Device 0: "Tesla V100-PCIE-16GB"
  CUDA Driver Version / Runtime Version          9.2 / 9.2
  CUDA Capability Major/Minor version number:    7.0
  Total amount of global memory:                 16160 MBytes (16945512448 bytes)
  (80) Multiprocessors, ( 64) CUDA Cores/MP:     5120 CUDA Cores
  GPU Max Clock rate:                            1380 MHz (1.38 GHz)
  Memory Clock rate:                             877 Mhz
  Memory Bus Width:                              4096-bit
  L2 Cache Size:                                 6291456 bytes
  Maximum Texture Dimension Size (x,y,z)         1D=(131072), 2D=(131072, 65536), 3D=(16384, 16384, 16384)
  Maximum Layered 1D Texture Size, (num) layers  1D=(32768), 2048 layers
  Maximum Layered 2D Texture Size, (num) layers  2D=(32768, 32768), 2048 layers
  Total amount of constant memory:               65536 bytes
  Total amount of shared memory per block:       49152 bytes
  Total number of registers available per block: 65536
  Warp size:                                     32
  Maximum number of threads per multiprocessor:  2048
  Maximum number of threads per block:           1024
  Max dimension size of a thread block (x,y,z): (1024, 1024, 64)

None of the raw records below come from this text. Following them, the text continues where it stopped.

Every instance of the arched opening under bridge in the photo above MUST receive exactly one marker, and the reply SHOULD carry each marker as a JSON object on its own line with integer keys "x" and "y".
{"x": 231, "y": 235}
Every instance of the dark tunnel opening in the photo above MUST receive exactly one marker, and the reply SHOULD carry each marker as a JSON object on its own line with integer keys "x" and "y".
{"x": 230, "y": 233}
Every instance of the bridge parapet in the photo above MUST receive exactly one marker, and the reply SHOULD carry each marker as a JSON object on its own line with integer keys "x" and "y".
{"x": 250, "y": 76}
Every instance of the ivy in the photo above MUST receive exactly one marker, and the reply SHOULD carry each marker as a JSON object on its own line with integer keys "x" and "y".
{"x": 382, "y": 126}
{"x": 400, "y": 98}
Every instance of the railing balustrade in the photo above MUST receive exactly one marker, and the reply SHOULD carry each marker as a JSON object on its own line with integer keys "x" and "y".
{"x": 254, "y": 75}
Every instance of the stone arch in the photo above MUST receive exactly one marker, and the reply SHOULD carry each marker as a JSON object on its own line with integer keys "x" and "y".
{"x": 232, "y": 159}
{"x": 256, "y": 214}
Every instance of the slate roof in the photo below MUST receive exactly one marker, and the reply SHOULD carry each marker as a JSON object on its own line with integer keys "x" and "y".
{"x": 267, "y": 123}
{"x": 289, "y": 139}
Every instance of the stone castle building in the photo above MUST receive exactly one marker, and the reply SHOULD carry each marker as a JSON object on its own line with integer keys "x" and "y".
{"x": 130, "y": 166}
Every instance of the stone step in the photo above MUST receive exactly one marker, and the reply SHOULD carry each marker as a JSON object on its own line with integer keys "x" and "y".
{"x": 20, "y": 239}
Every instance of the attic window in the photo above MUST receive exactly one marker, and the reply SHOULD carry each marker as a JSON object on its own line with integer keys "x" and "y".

  Max dimension size of a grid size    (x,y,z): (2147483647, 65535, 65535)
  Maximum memory pitch:                          2147483647 bytes
  Texture alignment:                             512 bytes
  Concurrent copy and kernel execution:          Yes with 7 copy engine(s)
  Run time limit on kernels:                     No
  Integrated GPU sharing Host Memory:            No
  Support host page-locked memory mapping:       Yes
  Alignment requirement for Surfaces:            Yes
  Device has ECC support:                        Enabled
  Device supports Unified Addressing (UVA):      Yes
  Device supports Compute Preemption:            Yes
  Supports Cooperative Kernel Launch:            Yes
  Supports MultiDevice Co-op Kernel Launch:      Yes
  Device PCI Domain ID / Bus ID / location ID:   0 / 59 / 0
  Compute Mode:
     < Default (multiple host threads can use ::cudaSetDevice() with device simultaneously) >


Networks

There are three networks where all nodes are connected to at least 2: For Ethernet connectivity, two central switches IBM G8264 connect most Ethernet nodes with 10 Gb/s or 1Gb/s. The two switches are linked with two 40Gb/s ports.
The Infiniband network is realized with three 40-port 200 Gb/s Infiniband switches.
The Omni-Path network is realized with two 48-port Omni-Path switches with a 3:1 blocking.